Top of page

Is JPEG-2000 a Preservation Risk?

Share this post:

This is a guest post by Chris Adams, in the Repository Development Center, technical lead for the World Digital Library at the the Library of Congress.

Like many people who work with digital imagery, I’ve been looking forward to the JPEG-2000 image format for a long time due to solid technical advantages: superior compression performance for both lossless masters and lossy access images, progressive decoding and multiple resolutions and tiling. Having a single format which is flexible enough to satisfy both preservation and access requirements is appealing, particularly at a time when many organizations are being forced to reconcile rising storage costs with shrinking budgets.

So, given clear technical advantages, why do many of my fellow software developers seem distinctly uneasy about using JPEG-2000? Johan van der Knijff has summarized a range of concerns but I want to focus on the last point from his guest post at the Wellcome Library’s JPEG-2000 blog:

According to [David Rosenthal], the availability of working open-source rendering software is much more important, and he explains how formats with open source renderers are, for all practical purposes, immune from format obsolescence…. Perhaps the best way to ensure sustainability of JPEG 2000 and the JP2 format would be to invest in a truly open JP2 software library, and release this under a free software license.

The most common concern I’ve heard about JPEG-2000 is the lack of high-quality tools and particularly support within the open-source world. I believe this is a critical concern for preservation.

1. Our future ability to read a file is a function of how widely it is used. Some formats achieve this through openness: it is highly unlikely that we will lose the ability to display JPEG files because they are ubiquitous and there are many high-quality implementations which are regularly used to encode and decode files produced by other implementations. (Adoption is one of the Library’s factors for assessing the sustainability of digital collections).

Some proprietary formats have achieved similar levels of confidence through pervasive market share: while it’s always possible for a single vendor to discontinue a product this would have significant repercussions and create strong demand from many organizations around the world for tools to migrate their orphaned content.

I would argue that JPEG-2000 is currently in the unfortunate position of having limited use outside of a few niches and the majority of users depend on proprietary software but might not represent a sufficiently large market to support multiple high-quality implementations. How likely is it that JP2 constitutes even 1% of the new images created every day? The lack of browser support ensures that JP2 is almost non-existent on the web and thus is not a factor in most software selection decisions.

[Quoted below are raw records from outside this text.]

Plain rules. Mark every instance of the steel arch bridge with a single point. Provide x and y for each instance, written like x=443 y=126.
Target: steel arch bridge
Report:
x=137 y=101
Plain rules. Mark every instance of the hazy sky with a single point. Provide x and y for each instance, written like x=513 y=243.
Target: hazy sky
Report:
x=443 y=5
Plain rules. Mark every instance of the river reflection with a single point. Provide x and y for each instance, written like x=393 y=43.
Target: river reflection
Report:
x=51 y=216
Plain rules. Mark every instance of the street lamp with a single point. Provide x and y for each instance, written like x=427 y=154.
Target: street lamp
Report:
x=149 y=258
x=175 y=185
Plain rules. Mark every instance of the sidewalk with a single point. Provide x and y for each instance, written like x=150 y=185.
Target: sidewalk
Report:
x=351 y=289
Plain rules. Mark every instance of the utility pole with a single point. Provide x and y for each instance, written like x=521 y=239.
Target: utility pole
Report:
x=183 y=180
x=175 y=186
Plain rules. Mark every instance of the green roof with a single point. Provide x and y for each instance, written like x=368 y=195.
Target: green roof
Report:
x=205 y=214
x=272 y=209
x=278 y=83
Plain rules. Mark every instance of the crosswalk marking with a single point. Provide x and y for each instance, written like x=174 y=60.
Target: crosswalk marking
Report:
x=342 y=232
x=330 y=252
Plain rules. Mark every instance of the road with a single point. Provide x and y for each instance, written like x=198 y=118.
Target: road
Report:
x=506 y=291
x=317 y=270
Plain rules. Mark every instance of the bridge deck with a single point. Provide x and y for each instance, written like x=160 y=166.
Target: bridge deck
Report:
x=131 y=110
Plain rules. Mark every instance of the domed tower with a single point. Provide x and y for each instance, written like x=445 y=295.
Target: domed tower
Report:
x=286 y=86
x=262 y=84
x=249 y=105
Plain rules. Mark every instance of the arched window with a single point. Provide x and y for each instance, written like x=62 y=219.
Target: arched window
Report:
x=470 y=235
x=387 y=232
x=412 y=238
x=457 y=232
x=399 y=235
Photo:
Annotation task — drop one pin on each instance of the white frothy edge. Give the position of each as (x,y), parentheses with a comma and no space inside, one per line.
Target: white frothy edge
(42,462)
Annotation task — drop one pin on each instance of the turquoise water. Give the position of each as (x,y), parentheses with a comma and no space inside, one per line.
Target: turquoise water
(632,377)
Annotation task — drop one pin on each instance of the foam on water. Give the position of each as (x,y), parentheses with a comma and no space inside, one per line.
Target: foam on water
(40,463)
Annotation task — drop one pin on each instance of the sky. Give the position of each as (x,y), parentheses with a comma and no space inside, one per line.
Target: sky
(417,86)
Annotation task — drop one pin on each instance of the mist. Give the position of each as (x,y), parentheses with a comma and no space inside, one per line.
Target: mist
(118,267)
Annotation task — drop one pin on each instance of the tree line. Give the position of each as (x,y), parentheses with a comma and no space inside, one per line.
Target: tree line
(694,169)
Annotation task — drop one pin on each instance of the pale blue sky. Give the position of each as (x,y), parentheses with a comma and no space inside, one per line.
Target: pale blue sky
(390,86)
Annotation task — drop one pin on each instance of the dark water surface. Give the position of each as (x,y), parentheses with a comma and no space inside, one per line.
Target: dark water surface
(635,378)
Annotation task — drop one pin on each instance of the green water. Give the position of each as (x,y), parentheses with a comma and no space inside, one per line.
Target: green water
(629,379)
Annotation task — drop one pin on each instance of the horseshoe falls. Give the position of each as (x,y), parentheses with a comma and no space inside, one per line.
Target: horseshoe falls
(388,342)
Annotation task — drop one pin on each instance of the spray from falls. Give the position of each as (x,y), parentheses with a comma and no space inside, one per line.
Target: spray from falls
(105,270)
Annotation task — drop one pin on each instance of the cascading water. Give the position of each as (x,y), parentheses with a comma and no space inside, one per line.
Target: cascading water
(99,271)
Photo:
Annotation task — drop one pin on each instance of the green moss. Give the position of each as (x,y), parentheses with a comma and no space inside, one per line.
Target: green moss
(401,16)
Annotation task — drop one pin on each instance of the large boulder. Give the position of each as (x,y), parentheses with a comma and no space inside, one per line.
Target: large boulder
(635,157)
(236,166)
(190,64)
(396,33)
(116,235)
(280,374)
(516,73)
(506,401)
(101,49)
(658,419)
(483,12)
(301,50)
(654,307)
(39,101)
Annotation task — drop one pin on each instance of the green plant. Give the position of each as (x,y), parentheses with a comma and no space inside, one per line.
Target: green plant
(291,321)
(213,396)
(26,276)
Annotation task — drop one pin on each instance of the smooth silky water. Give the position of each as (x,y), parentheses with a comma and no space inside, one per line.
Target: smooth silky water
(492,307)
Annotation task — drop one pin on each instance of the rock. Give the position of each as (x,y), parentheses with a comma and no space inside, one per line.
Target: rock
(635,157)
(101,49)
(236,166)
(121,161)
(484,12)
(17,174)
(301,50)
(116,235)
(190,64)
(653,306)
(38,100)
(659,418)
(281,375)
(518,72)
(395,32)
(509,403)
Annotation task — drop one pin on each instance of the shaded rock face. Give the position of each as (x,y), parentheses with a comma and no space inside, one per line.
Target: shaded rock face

2. The format is quite complex. Complexity significantly increases the barrier to entry for new implementations, particularly given the challenge of not only implementing the entire standard but reaching competitive performance as well. (Transparency is another key sustainability factor).

As a rough estimate of the relative complexity consider the size of two open-source JPEG-2000 implementations versus the entire Python Imaging Library, which supports several dozen formats as well as a general-purpose image processing toolkit (Core lines of code, generated using David A. Wheeler’s SLOCCount):

OpenJPEG C 49,892
libjasper C 26,458
PIL C 12,493, Python: 9,229

3. Limited resources for compliance testing implementations. The complexity of the format and the restricted specification provide many opportunities for developers to produce malformed files or fail to decode correct but obscure options.

In my primary role as the technical lead for the World Digital Library I’ve been asked to process files in most common formats created by the wide variety of software used by our many partners. JPEG-2000 has been by far the most common format requiring troubleshooting and, disturbingly, in most cases the files had already processed by at least one other program before a problem attracted closer inspection. While there have been some failures caused by programs which do not correctly support the entire format, more frequently the failure has been caused by a program applying stricter validation checks and rejecting a file with minor errors which had not been reported by the other tools used earlier in our processing.

Problems in this JP2 file are only evident at certain zoom levels. Different implementations would produce blank areas, random noise or the shifted fragment seen above. No GUI tool tested produced any warning for the malformed tile structure
Problems in this JP2 file are only evident at certain zoom levels. Different implementations would produce blank areas, random noise or the shifted fragment seen above. No GUI tool tested produced any warning for the malformed tile structure.

This is particularly disturbing when you consider the possibility that a file which is was viewable today could become problematic later after a bug is fixed!

A Role for Open Source

Over the last decade, open-source software has become pervasive as users spend considerable time working directly in open-source applications or, far more commonly, using applications which rely on open-source libraries. This is currently a problem from the perspective of JPEG-2000 as the most widespread open-source implementation unfortunately has some compatibility issues and is considerably slower than the modern commercial implementations. The good news is that many, many users — including those of several popular, high-volume websites — are using open-source libraries; targeted improvements there would benefit many people around the world.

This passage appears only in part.